Monday, October 12, 2009
I woke up this morning to falling snow: the second time in a week this has happened and it's not even the middle of October. And yet, as it is in Minnesota, by the end of the week it could be sunny and 70 degrees out. Predictability isn't a strong suit when it comes to the weather in the Land of Ten Thousand Lakes.
What about your life? How is what actually is happening different from how you see it?
I'm often either in conversations, or overhearing conversations that go something like this.
A: Hey so and so! How are you?
B I'm fine. You?
A: Yeah, me too. What have you been up to?
B Not much. You know, the same old same old."
A: Yeah, it's about the same here, expect for..."
Unless something dramatic enters into our lives, we seem to be very good and missing the smaller changes in life.
A fresh coat of snow in early October is kind of dramatic.
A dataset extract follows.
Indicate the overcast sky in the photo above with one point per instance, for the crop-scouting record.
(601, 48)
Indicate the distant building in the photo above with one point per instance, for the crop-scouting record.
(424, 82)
The slow fade of the large, green garden squash plant leaves - not so dramatic.
A cancer diagnosis is dramatic. The shift from mild sore throat to mucus-filled nose not so much.
How much of the statement "the same old same old" or ones like it is simply our devaluing of the less dramatic, greater bulk of our lives? Even if you, personally, value those things, I'm guessing a lot of the time, you, too, suppress these things in order to conform to cultural expectations and/or not to bore others. I know I do.
If you bring up the ballgame, or TV show X, or concert Y, then you have something to talk about. If you tell someone about the albino squirrel you saw chasing a half dozen other squirrels up and down an old oak tree, you'll receive many a glazed over looks.
This is part of the separation occurring in our lives. It's just one of the many ways we fail to be present, and to embody being present with others. It's strikes me that often we have a strong preference to have something dramatic to report to others about our lives. Either that, or we just say nothing is new. Which is false - there's always something unfolding, but often we just can't see it. Or we see it, but discount it. Or believe others will have no interest. And living in a society that trains us to not have an interest in a lot of our actual lives, many people aren't interested.
So, given all this, what to do? If you don't start examining your need for the dramatic, you'll miss the bulk of your life, guaranteed.